Comparing two subtypes, ConVnet, MLP, and random forest produce similar results in identifying pre-T cells with 68–70% sensitivity; however, SVM-GA is able to obtain higher sensitivity of 75%. For the classification of pre-B cells, ConVNet and SVM-GA deliver the sensitivity above 80% which is higher than those from MLP and random forest.

Considering the variances in the sensitivity measurements for all approaches, ConVNet produces lower standard deviations for lymphocyte and pre-B classifications. MLP and random forest generate high variances over ten test runs for pre-T and pre-B identifications whereas SVM-GA produces the highest variances among all four approaches for all three types of cell image classification. This behavior may be the indication of overfitting.

The final results are drawn from the confusion matrix from the two best classifiers, ConVNet and SVM-GA, to reveal how the classifiers identify the testing data. The matrixes are chosen from the worst and best results of the accuracy depicted in Tables 8 and 9, respectively. The results show the relative misclassification between pre-T and pre-B cells. This is due to the high similarity of these two classes.

Table 8

Confusion matrix of the classification from the worst results produced by ConVNet and SVM-GA.

Class	Lymphocyte	Pre-T	Pre-B
ConVNet
Lymphocyte	31	0	0
Pre-T	0	28	17
Pre-B	0	9	36
SVM-GA
Lymphocyte	28	0	3
Pre-T	0	27	18
Pre-B	0	4	41

Table 9

Confusion matrix of the classification from the best results produced by ConVNet and SVM-GA.

Class	Lymphocyte	Pre-T	Pre-B
ConVNet
Lymphocyte	36	0	0
Pre-T	0	37	8
Pre-B	0	9	36
SVM-GA
Lymphocyte	30	1	0
Pre-T	0	38	7
Pre-B	0	8	37

9. Conclusions

In this work, we present a deep learning approach to recognize normal lymphocytes and ALL subtypes defined by WHO classification. We implement a CNN, namely, ConVNet, which directly takes raw images and automatically discovers useful features through a series of multilayer architecture. The performance of our deep learning model is evaluated against a dominant approach of SVM classifier, namely, SVM-GA, and two traditional machine learning approaches including MLP and random forest.
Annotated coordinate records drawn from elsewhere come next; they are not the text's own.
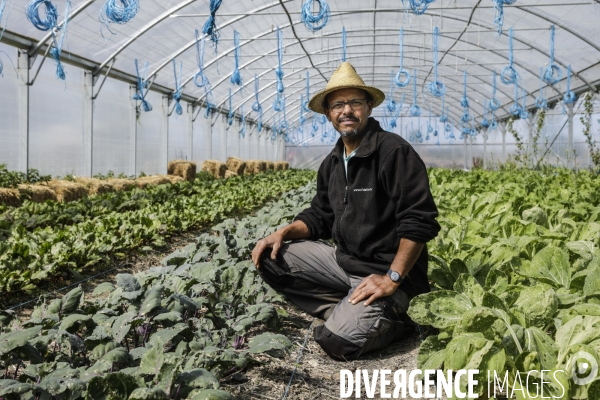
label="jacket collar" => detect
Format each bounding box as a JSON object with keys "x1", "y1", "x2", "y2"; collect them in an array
[{"x1": 331, "y1": 117, "x2": 381, "y2": 160}]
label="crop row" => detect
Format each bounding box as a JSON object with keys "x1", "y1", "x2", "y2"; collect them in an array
[
  {"x1": 0, "y1": 182, "x2": 316, "y2": 400},
  {"x1": 409, "y1": 170, "x2": 600, "y2": 400},
  {"x1": 0, "y1": 170, "x2": 314, "y2": 291}
]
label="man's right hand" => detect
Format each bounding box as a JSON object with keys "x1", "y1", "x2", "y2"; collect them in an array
[{"x1": 252, "y1": 230, "x2": 284, "y2": 268}]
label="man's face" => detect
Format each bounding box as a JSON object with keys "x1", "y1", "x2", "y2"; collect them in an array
[{"x1": 325, "y1": 89, "x2": 373, "y2": 138}]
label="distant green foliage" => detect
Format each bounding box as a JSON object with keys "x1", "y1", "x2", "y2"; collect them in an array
[{"x1": 0, "y1": 164, "x2": 52, "y2": 188}]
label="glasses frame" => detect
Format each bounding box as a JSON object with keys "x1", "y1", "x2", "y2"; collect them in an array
[{"x1": 327, "y1": 99, "x2": 370, "y2": 114}]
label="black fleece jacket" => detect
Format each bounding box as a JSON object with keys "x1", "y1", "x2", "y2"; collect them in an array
[{"x1": 295, "y1": 118, "x2": 440, "y2": 297}]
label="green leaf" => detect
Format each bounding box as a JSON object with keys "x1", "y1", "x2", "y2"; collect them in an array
[
  {"x1": 408, "y1": 290, "x2": 473, "y2": 329},
  {"x1": 517, "y1": 246, "x2": 571, "y2": 289}
]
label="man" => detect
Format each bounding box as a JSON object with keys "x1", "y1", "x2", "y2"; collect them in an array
[{"x1": 252, "y1": 62, "x2": 440, "y2": 360}]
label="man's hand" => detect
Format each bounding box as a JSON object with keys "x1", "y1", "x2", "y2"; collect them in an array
[
  {"x1": 348, "y1": 275, "x2": 400, "y2": 306},
  {"x1": 252, "y1": 231, "x2": 284, "y2": 268}
]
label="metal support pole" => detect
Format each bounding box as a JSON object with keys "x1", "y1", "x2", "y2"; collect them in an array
[
  {"x1": 187, "y1": 103, "x2": 196, "y2": 162},
  {"x1": 464, "y1": 136, "x2": 469, "y2": 170},
  {"x1": 567, "y1": 103, "x2": 575, "y2": 168},
  {"x1": 82, "y1": 71, "x2": 94, "y2": 177},
  {"x1": 498, "y1": 122, "x2": 506, "y2": 163},
  {"x1": 129, "y1": 85, "x2": 140, "y2": 176},
  {"x1": 158, "y1": 96, "x2": 170, "y2": 174},
  {"x1": 17, "y1": 50, "x2": 31, "y2": 174}
]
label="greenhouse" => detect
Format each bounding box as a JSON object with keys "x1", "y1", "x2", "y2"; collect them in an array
[{"x1": 0, "y1": 0, "x2": 600, "y2": 400}]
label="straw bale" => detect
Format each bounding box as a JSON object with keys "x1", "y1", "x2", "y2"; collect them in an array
[
  {"x1": 0, "y1": 188, "x2": 21, "y2": 207},
  {"x1": 106, "y1": 178, "x2": 135, "y2": 192},
  {"x1": 225, "y1": 170, "x2": 238, "y2": 179},
  {"x1": 48, "y1": 180, "x2": 88, "y2": 203},
  {"x1": 19, "y1": 185, "x2": 58, "y2": 203},
  {"x1": 275, "y1": 161, "x2": 290, "y2": 171},
  {"x1": 135, "y1": 175, "x2": 171, "y2": 189},
  {"x1": 75, "y1": 176, "x2": 115, "y2": 194},
  {"x1": 167, "y1": 160, "x2": 196, "y2": 182},
  {"x1": 226, "y1": 157, "x2": 246, "y2": 175},
  {"x1": 202, "y1": 160, "x2": 227, "y2": 179}
]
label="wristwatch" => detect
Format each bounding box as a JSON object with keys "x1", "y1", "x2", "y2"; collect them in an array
[{"x1": 387, "y1": 269, "x2": 404, "y2": 283}]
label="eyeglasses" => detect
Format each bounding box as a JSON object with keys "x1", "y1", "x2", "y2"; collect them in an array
[{"x1": 328, "y1": 99, "x2": 368, "y2": 113}]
In terms of prediction accuracy, the deep learning approach of ConVNet and the dominant approach of SVM-GA are able to clearly outperform the two traditional approaches of MLP and random forest. In fact, the average accuracy of ConVNet and SVM-GA is comparable. However, when the sensitivity which measures the accuracy according to a particular class has been explored, we observe a clearer picture of the two classifiers' performance. ConVNet performs better in detecting normal lymphocytes and slightly better in detecting pre-B cells. Regarding the classification of pre-T cells, neither classifiers can deliver good results above 80% accuracy. Although SVM-GA demonstrates its ability to detect pre-T cells better than ConVNet, it may have suffered from overfitting, as suggested by its consistently high variances.

For the problem of recognizing lymphoblast cells, a deep learning approach of CNN is superior to MLP and random forest in all three classes, and it is able to outperform the dominant approach of SVM classifier employing GA-based parameters optimization for two out of the three classes. Taking into consideration that a CNN method requires no hand-crafted feature engineering, which is an error-prone and possibly time-consuming preprocessing step, this deep learning approach demonstrates a great potential for lymphoblast cell image classification.